Centralized data networks owned and/or managed by a single entity have been structurally broken for many years. why? Single point of failure. If one entity (or a few) has access to a database, there is only one “point” at which they can compromise to gain full access. This is a serious problem for networks that hold sensitive data such as customer information, government files, and financial records, as well as networks that control infrastructure such as the power grid.

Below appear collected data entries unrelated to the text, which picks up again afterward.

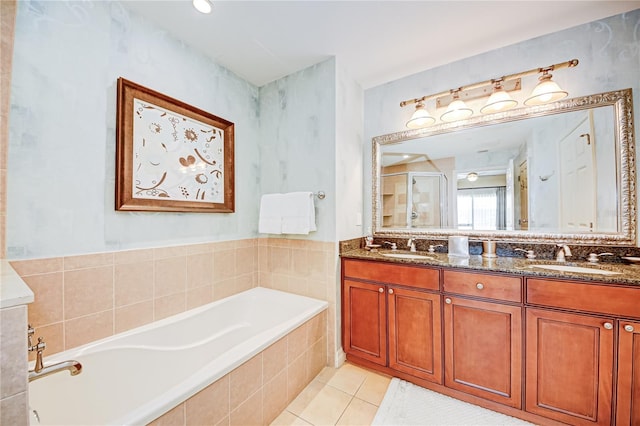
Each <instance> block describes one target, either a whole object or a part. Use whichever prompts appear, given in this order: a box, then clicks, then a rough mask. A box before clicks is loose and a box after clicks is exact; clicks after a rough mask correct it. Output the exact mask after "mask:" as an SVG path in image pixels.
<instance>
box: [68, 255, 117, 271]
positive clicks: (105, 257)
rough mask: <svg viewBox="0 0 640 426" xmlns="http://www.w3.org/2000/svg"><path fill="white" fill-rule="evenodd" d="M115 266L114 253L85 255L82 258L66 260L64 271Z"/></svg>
mask: <svg viewBox="0 0 640 426" xmlns="http://www.w3.org/2000/svg"><path fill="white" fill-rule="evenodd" d="M108 265H113V253H97V254H85V255H81V256H67V257H65V258H64V270H65V271H72V270H74V269H85V268H96V267H98V266H108Z"/></svg>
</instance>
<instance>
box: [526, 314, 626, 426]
mask: <svg viewBox="0 0 640 426" xmlns="http://www.w3.org/2000/svg"><path fill="white" fill-rule="evenodd" d="M526 320H527V331H526V345H527V353H526V359H527V360H526V363H527V364H526V366H527V368H526V371H527V374H526V407H525V408H526V410H527V411H529V412H531V413H535V414H539V415H541V416H545V417H549V418H551V419H554V420H558V421H561V422H564V423H568V424H572V425H594V424H597V425H608V424H609V423H610V422H611V402H612V401H611V399H612V386H613V383H612V377H613V354H614V331H613V321H612V320H611V319H609V318H606V317H592V316H587V315H579V314H570V313H563V312H554V311H545V310H542V309H527V316H526Z"/></svg>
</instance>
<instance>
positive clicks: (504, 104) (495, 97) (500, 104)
mask: <svg viewBox="0 0 640 426" xmlns="http://www.w3.org/2000/svg"><path fill="white" fill-rule="evenodd" d="M516 105H518V101H516V100H514V99H512V98H511V96H510V95H509V94H508V93H507V92H505V90H504V89H503V88H496V90H494V92H493V93H492V94H491V96H489V99H488V100H487V103H486V104H485V106H483V107H482V108H480V113H481V114H492V113H494V112H501V111H506V110H508V109H511V108H513V107H514V106H516Z"/></svg>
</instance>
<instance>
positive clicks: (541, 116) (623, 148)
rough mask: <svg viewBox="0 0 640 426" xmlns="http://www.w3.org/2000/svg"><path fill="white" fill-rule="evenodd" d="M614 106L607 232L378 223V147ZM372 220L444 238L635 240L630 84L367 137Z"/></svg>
mask: <svg viewBox="0 0 640 426" xmlns="http://www.w3.org/2000/svg"><path fill="white" fill-rule="evenodd" d="M602 106H613V108H614V120H615V123H614V124H615V125H616V126H615V130H616V132H615V133H616V135H615V143H616V148H617V155H616V162H617V164H616V167H617V169H618V171H619V172H618V177H617V186H618V194H617V198H618V212H619V214H618V232H611V233H598V232H593V233H582V234H573V233H551V232H535V231H468V230H464V231H463V230H455V229H425V228H422V229H419V228H418V229H413V228H382V226H381V220H382V217H381V215H380V212H381V211H382V200H381V194H380V182H381V167H379V165H380V164H382V163H381V155H382V150H381V148H382V147H383V146H386V145H390V144H396V143H400V142H403V141H407V140H412V139H417V138H424V137H429V136H435V135H439V134H443V133H450V132H455V131H458V130H467V129H473V128H477V127H482V126H490V125H493V124H500V123H507V122H512V121H518V120H525V119H528V118H534V117H542V116H546V115H552V114H559V113H564V112H571V111H579V110H584V109H589V108H593V107H602ZM372 142H373V143H372V169H373V180H372V199H373V210H372V221H373V233H374V235H375V236H376V237H380V238H385V237H387V238H403V237H405V238H408V237H410V236H415V237H418V238H431V239H447V238H448V237H449V236H451V235H467V236H469V237H470V238H471V239H474V240H484V239H491V240H495V241H507V242H516V241H518V242H527V243H557V242H564V243H569V244H579V245H616V246H635V245H636V164H635V140H634V134H633V97H632V90H631V89H623V90H617V91H612V92H604V93H598V94H595V95H589V96H583V97H577V98H571V99H565V100H561V101H558V102H554V103H551V104H546V105H539V106H533V107H523V108H517V109H513V110H509V111H505V112H501V113H496V114H490V115H482V116H474V117H471V118H469V119H467V120H461V121H457V122H452V123H443V124H438V125H435V126H431V127H427V128H422V129H415V130H407V131H402V132H397V133H389V134H386V135H381V136H376V137H374V138H373V139H372Z"/></svg>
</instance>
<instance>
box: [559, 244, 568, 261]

Billions of digital records will be stolen in 2024 alone. It caused approximately $10 trillion in damage! Notable breaches include nearly all AT&T customer information and call records, half of America’s personal health information, 700 million end-user records from companies using Snowflake, 10 billion unique passwords stored at RockYou24, and social security for 300 million Americans. Includes coverage records.
source: politician2024
This is not just a private sector problem. Governments and critical national infrastructure also rely on centralized networks. Recent notable breaches include the records of 22 million Americans stolen from the U.S. Office of Personnel Management, sensitive government communications from several U.S. federal agencies, personal biometric data of 1.1 billion Indian citizens, and Chinese hijacking of several U.S. Internet service providers. There is continuous infiltration, etc.
Hundreds of billions of dollars are spent on cybersecurity every year, yet data breaches are becoming larger and more frequent. It has become clear that incremental products cannot address these network vulnerabilities. We need to completely redesign our infrastructure.
Source: market.us2024
AI magnifies the problem
Recent advances in generative AI have made it easier to automate routine tasks and increase work productivity. But the most useful and valuable AI applications require: context, That means access to sensitive user health, financial, and personal information. Because these AI models also require enormous computing power, most cannot run on consumer devices (computers, mobiles) and instead require access to public cloud networks such as AWS to process more complex inference requests. Given the severe limitations inherent in centralized networks described earlier, the inability to securely connect sensitive user data with cloud AI has become a significant barrier to adoption.
Even Apple made this point in its announcement on Apple Intelligence earlier this year, noting that larger, more complex models of the cloud need to help, and that traditional cloud models are no longer viable..
They cite three specific reasons.
- Privacy and Security Verification: Providers’ claims, such as not logging user data, often lack transparency and enforcement. Service updates or infrastructure issue resolution may cause sensitive data to be accidentally logged.
- There is a lack of transparency at runtime. Providers rarely disclose software details, and users cannot detect changes or ensure that the service runs unmodified, even with open source tools.
- Single point of failure: Administrators require a high level of access for maintenance, risking accidental data exposure or abuse by attackers targeting these privileged interfaces.
Fortunately, the Web3 cloud platform provides a complete solution.
Blockchain Coordinated Confidential Cloud (BOCC)
The BOCC network is like AWS, except that it is built on completely confidential hardware and is managed by smart contracts. Although still in its infancy, this infrastructure has been in development for several years and is finally starting to onboard Web3 projects and Web2 enterprise customers. The best example of this architecture is Super Protocol, an off-chain enterprise-grade cloud platform fully managed by on-chain smart contracts and built on a trustless execution environment (TEE). It is a secure hardware enclave that keeps code and data secure, verifiable and confidential.
source: super protocol
The implications of this technology address all of Apple’s concerns mentioned earlier.
- Privacy and Security Verification: Public smart contracts that coordinate the network allow users to verify that their data is transmitted and used as promised.
- Workload and program transparency: The network also verifies operations performed within the confidential TEE, cryptographically proving that the correct hardware, data, and software were used and that the output has not been tampered with. This information is submitted on-chain for everyone to audit.
- Single point of failure: Network resources (data, software, hardware) can only be accessed through the owner’s private key. Therefore, if one user is compromised, only that user’s resources are at risk.
While cloud AI represents a tremendous opportunity for Web3 to innovate, BOCC can be applied to all types of centralized data networks (power grids, digital voting infrastructure, military IT, etc.) to provide superior, verifiable privacy and security without compromising performance. We can provide it. Or waiting time. Our digital infrastructure has never been more vulnerable, but blockchain adaptations can solve the problem.